Infrastructure success could help keep swing Pa. districts — and the U.S. House — blue

Author : jaguarlong
Publish Date : 2021-07-04 13:17:36


Infrastructure success could help keep swing Pa. districts — and the U.S. House — blue

President Joe Biden’s infrastructure package, if it ever becomes law, won’t just construct new bridges, tunnels and highways — it could also help cement the Democrats’ House majority for another two years.

This dynamic is particularly pronounced in northeastern Pennsylvania, where Republicans see a pair of seats held by vulnerable Democratic incumbents as ripe for pickup and redistricting threatens to inject additional uncertainty into the high-stakes midterm elections.

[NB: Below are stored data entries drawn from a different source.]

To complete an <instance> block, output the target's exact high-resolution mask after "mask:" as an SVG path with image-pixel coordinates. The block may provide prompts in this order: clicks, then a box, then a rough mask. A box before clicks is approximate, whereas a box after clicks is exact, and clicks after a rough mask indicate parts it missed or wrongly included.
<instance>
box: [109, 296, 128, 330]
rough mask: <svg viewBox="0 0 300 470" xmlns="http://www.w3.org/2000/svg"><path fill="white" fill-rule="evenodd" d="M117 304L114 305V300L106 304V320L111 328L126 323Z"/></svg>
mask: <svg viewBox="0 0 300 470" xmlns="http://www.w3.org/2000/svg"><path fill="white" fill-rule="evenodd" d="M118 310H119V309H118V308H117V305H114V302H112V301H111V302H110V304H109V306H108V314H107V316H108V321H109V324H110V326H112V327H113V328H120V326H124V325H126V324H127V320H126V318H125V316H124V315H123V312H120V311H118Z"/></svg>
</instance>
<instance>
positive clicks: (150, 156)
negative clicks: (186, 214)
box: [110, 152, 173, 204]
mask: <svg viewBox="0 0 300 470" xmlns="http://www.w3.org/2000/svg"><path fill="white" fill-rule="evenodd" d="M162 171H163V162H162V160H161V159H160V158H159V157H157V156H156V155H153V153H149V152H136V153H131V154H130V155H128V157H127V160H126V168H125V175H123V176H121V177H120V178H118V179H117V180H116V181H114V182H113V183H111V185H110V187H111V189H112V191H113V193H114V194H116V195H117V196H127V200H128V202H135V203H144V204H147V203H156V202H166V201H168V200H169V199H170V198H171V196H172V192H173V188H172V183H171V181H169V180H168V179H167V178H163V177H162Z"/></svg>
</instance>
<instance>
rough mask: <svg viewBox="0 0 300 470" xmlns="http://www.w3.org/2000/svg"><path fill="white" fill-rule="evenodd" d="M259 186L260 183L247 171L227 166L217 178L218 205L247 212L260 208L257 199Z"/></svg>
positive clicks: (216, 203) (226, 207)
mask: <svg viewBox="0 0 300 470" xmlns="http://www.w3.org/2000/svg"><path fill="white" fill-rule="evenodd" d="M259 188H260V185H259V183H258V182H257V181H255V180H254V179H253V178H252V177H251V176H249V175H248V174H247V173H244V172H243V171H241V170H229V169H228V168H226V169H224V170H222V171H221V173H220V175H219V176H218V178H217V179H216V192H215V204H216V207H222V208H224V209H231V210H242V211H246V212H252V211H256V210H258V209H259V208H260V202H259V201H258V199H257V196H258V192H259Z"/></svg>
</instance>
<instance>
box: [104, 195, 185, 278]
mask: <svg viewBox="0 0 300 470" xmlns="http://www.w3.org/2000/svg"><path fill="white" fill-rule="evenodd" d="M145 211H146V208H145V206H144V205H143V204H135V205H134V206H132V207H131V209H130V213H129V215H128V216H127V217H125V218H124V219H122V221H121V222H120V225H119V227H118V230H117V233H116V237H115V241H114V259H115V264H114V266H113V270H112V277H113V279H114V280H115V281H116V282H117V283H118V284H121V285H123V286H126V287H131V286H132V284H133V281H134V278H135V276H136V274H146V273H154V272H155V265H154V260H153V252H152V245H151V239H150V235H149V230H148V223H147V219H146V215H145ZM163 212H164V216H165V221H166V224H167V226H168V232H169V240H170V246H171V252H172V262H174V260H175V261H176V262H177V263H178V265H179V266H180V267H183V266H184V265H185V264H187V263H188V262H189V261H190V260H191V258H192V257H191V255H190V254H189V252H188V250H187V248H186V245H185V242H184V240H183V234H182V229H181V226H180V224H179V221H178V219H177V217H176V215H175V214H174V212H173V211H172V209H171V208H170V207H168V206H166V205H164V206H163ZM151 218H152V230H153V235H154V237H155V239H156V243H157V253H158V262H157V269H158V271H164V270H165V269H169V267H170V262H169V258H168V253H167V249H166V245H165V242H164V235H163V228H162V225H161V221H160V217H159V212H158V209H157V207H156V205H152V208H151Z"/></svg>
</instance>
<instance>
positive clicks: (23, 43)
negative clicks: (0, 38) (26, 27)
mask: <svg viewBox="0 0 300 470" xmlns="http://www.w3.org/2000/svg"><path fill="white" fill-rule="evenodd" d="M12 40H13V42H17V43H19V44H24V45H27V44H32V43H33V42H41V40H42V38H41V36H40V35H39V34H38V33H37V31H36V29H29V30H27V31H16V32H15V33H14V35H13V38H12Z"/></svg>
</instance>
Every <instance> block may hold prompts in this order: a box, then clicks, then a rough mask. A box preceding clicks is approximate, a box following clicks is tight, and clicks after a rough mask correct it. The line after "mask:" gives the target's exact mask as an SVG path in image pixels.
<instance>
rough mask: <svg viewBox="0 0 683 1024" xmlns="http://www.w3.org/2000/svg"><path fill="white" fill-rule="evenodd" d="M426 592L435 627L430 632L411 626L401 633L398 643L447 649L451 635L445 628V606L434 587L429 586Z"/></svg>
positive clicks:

Reps. Susan Wild, whose 7th Congressional District encompasses the Lehigh Valley and its cities of Allentown, Bethlehem and Easton, and Matt Cartwright, whose 8th Congressional District includes Scranton and Wilkes-Barre, each won re-election in 2020 by fewer than 15,000 votes.

Both are banking on the passage of Biden’s revised, bipartisan infrastructure plan, which would bring critical projects and jobs to their districts that the lawmakers, as well as political strategists, say will bolster their chances at keeping the seats — and the House — blue in 2022.

“I don’t mean to sound too quaint about this but I honestly believe the way I navigate my race is by producing results,” Wild said. “That includes infrastructure projects.”

Shane Seaver, a political strategist who previously worked as a campaign manager and staffer for Cartwright, said government initiatives that make the “business base” stronger in northeastern Pennsylvania will get voters’ attention.

“The main focus in these districts has always really been jobs and investments in the districts,” he said. “That will now prominently include infrastructure.”

Former Democratic Gov. Ed Rendell, elected twice by Pennsylvania voters, said: “The [Covid-19] relief bill was popular in these districts. The infrastructure bill will be popular in these districts. They just need to get it through.”

But if the bill dies — and worse yet, if redistricting cracks either of these districts — Wild and Cartwright could lose. Because Republicans need to flip only a few seats across the country to take control of the House, that could result in the Democrats losing their narrow majority.

The GOP is already targeting the districts.

Wild won re-election to her district, a mix of small cities, suburbs and farmland that is mostly white but has a growing Latino population, by just 14,000 votes (51.9 percent to 48.1 percent) in 2020. Biden carried the district. Cartwright, whose majority-white district includes large stretches of farmland and rural areas, won his by just 12,000 votes (51.8 percent to 48.2), even though then-President Donald Trump carried his district, which Biden claims as his birthplace, 51.7 percent to 47. 3 percent. (The nonpartisan Cook Political Report’s 2021 partisan voter index rates the 7th District as “even” and the 8th as “R+5,” meaning the GOP has the advantage).

“Between redistricting and House Democrats having to defend Biden’s toxic agenda, these seats are ripe for us to pick up,” Samantha Bullock, a spokeswoman for the committee, said in an interview.

She said Democrats in close races, such as Wild and Cartwright are expected to face, will have a lot to answer for, whether or not the infrastructure package is enacted.

“They’re signing on to all of this legislation blindly. They’re out there touting the American Recovery Act, and the American Jobs Plan, but the real-life impacts have been, and will continue to be, a worker shortage, higher taxes and rising costs on everyday goods.”

In any case, Bullock added, infrastructure is “far from a done deal.”

Historically, the president’s party tends to lose seats in midterm elections. This cycle could be no different, and several different factors will shape how the two races in northeastern Pennsylvania affect the outcome.

Infrastructure looms large — if Democrats can pass it

Biden’s American Jobs Plan — currently bogged down in partisan bickering and fragile negotiations — would, if signed into law, authorize hundreds of billions of dollars for new infrastructure projects across the United States.

In the 8th District, that would likely include a substantial upgrade to the district’s beleaguered sewer and drainage systems, whose faultiness has played a role in increasingly frequent and devastating flooding in the region. In the 7th, it would likely include an expansion of broadband access to the rural areas of the district.

In both, it would likely include improvements to roads, tunnels, bridges and, most notably, the possible construction of long-talked-about Amtrak passenger lines that would connect, separately, both Scranton and Allentown to New York.